What these deals establish, over time, is a market expectation about what licensed training data costs. If a meaningful portion of AI training data is governed by licensing agreements with known terms, those terms begin to function as industry pricing signals. AI companies that trained before these norms emerged operate under different cost structures than those building new models today. This creates a form of historical advantage for early movers that has its own competitive implications.

The consistent thread across all of these cases is uncertainty.
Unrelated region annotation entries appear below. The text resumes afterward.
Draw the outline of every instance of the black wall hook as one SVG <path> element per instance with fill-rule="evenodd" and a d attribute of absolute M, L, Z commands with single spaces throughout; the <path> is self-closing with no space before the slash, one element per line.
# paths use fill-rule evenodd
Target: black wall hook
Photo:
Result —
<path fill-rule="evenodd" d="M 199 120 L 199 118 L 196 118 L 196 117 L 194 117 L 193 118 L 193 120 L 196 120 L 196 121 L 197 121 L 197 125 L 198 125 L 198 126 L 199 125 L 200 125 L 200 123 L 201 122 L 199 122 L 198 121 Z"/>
Courts have not yet produced definitive rulings on the key questions: whether training on copyrighted material constitutes infringement under current law, whether outputs that reproduce copyrighted content create separate claims from training-related claims, and how fair use applies to AI training at the scale and commercial purpose that characterizes current AI development.

This uncertainty is not neutral in its effects. It imposes legal risk on AI developers that favors well-capitalized companies that can sustain litigation exposure. It creates incentives to document data provenance more carefully. It accelerates the development of synthetic training data alternatives that sidestep copyright questions. And it keeps content owners at the negotiating table when they might otherwise have less use.

Legislative activity in multiple jurisdictions has added another layer of complexity. Proposed rules and regulations around AI training data transparency, opt-out mechanisms for copyright holders, and minimum licensing requirements have moved through various stages in different countries. None of these have produced final law that substantially resolves the underlying questions, but the possibility of legislative intervention affects the incentives of all parties in ongoing litigation.

The resolution of these cases, whenever it comes, will determine the legal architecture that governs AI training data for the foreseeable future. That architecture will shape what can be built, at what cost, and by whom.